Measures have been taken to improve infrastructure and rural production. In 2007 alone, the central government allocated 420 billion yuan from the treasury for rural development, a sum which almost equals aggregate government spending in rural areas from 1998 to 2003. The allocation in 2008 is said to be even higher.

But the central task should be the reform of the existing dualistic economic structure of cities and the countryside in the next round of development in China, said Li Yining, a well-known economist who had proposed the ongoing shareholding system reform in China.

Since 2007, the central government has initiated a pilot reform in two rural experiment zones in Chongqing and Chengdu, where the government explored ways to provide service in employment, education and social securities that equals those provided to urban dwellers.

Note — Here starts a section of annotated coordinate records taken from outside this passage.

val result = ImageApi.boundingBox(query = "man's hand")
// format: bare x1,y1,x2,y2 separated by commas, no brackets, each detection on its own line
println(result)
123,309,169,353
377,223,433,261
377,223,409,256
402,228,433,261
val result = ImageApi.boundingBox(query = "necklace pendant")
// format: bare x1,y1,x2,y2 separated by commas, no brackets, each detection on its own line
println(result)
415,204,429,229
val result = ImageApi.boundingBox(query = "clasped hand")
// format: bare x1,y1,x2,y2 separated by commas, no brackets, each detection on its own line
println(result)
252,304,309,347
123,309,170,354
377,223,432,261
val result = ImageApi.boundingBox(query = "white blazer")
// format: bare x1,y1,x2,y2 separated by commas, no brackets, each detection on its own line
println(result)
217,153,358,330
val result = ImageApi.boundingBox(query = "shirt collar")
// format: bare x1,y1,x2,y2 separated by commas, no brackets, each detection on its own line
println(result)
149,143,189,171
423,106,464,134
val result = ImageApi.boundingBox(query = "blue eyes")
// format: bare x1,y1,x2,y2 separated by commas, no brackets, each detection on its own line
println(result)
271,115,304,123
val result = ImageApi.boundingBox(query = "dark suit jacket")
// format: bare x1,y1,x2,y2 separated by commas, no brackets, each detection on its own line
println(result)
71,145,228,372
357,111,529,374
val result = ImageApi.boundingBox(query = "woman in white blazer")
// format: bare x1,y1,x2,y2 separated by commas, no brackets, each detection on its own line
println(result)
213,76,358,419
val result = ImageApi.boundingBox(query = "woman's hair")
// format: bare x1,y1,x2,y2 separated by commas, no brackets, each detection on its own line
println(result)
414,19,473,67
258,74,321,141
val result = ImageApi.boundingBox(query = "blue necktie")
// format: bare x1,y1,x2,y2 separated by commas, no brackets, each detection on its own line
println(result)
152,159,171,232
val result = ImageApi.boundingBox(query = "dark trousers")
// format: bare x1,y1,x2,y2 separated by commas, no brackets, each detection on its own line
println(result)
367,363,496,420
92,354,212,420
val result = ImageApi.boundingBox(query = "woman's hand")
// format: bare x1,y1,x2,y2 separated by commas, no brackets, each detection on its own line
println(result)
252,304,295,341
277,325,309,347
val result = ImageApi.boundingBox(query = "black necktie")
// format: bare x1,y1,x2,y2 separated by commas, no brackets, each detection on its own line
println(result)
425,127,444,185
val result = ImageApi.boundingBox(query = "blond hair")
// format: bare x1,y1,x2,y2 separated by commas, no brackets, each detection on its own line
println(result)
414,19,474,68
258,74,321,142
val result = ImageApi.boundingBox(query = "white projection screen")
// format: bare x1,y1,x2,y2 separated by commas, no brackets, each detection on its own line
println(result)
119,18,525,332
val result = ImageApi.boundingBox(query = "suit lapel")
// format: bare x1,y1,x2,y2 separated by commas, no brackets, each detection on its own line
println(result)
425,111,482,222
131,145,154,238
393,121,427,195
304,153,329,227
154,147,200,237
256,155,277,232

President Hu Jintao stressed the urgent demand to push forward reform and development in the countryside in a recent three-day visit to central Henan Province, calling for vigorous efforts to improve rural operation mechanism, promote the transformation of agricultural business mode and optimize the system supporting the development of agriculture and rural areas.

The issue would be the major topic in the upcoming Third Plenary Session of the 17th Central Committee of the Communist Party in October. A Party meeting in 1978 had kicked off the reform and opening up of China. Whether the meeting produce major decisions that would make effective progress in improving farmers' lives is the major concern of the people.